You may be able to use two header gaskets on each side to give you enough crush area to seal.
The problem is really the header flanges themselves.
They get hot enough to warp themselves away from the heads.
Don't bother with the high temp silicone.
You will just make a mess and get it all over the tubes and engine.
If you find a sure fix, please let me know too.
Good luck.
Smiler
...You might be using the wrong gaskets! Have you changed to aftermarket headers? Or still have the factory headers? Are your heads 4V or 2V ?? I know for a fact that the Fel-Pro 'set' will give you 2V header gaskets that will NOT seal 4V head ports. The 4V exhaust ports are shaped like a Large 'square' with rounded corners and the 4V gaskets to match these are hard to find. If you have headers with the smaller oval ports (some do), they, in one case, just barely sealed on the 4V ports and 4V gaskets. Exhaust leaks are one of the most annoying sounds from the engine compartment; and one of the most difficult to completely eliminate. I wish you good-luck with it!...
It's more than likely your weak flanges on the headers. I had the same problem with my old headers. My new headers flange is twice as thick. No problems now.
I also noticed that my old headers have oval ports at the flange when the cleve exhaust port is rectangular. I noticed on my old headers that the leaks were from the parts of the gaskets that did not have alot of contact to the head. Not sure if this makes sense to you but make sure there is alot of solid, flat contact to the head.
Also, summit sells copper reusable gaskets that may help, although I've never used them.
Will
I just got done fighting the headers on my trans am. There were a couple problems. When they made these headers they weld a bead around the opening for the header to mate to the head. That does a couple things. It decreases the surface area which increases the pressure as the headers are tightened up.

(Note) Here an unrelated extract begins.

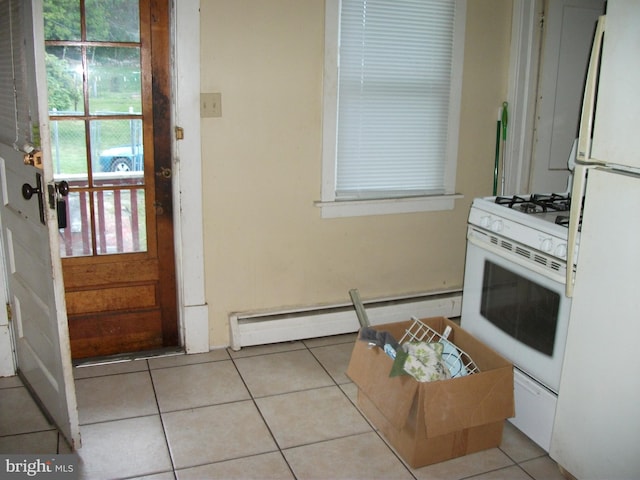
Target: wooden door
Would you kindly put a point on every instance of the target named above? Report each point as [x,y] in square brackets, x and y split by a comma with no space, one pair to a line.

It also keeps them from bottoming out further out which would prevent sealing at the opening.

On my headers (which were new) The gasket was pushed out where the raised portion was. I TIG welded a new bead further out to widen the contact base a little. At this point it would be great to mill it flat and make them perfect but I don't have a mill and chose to tackle it right then and there.

In order to get the surface completely flat again, I ground down the weld with a grinder. After getting near my target I would take a magic marker and mark the entire surface. Then take a flat piece of very flat steel and sand paper (80 grit emery). The highlights will sand off the magic marker. Gently grind the hight lights. repeat. Do this until you can sand with the flat metal and and have an flat contact surface all the way around.

This is assuming you can return and match the original deck surface. I was able to and got mine to seal up with a single gasket.

The other side I did it differently. I put two gaskets together and put red RTV in between the gaskets. I lightly snugged the bolts and let the rtv dry. Latter I tightened the bolts. After running the car and warming it up tighten them up again.

Either way I got both sides sealed up.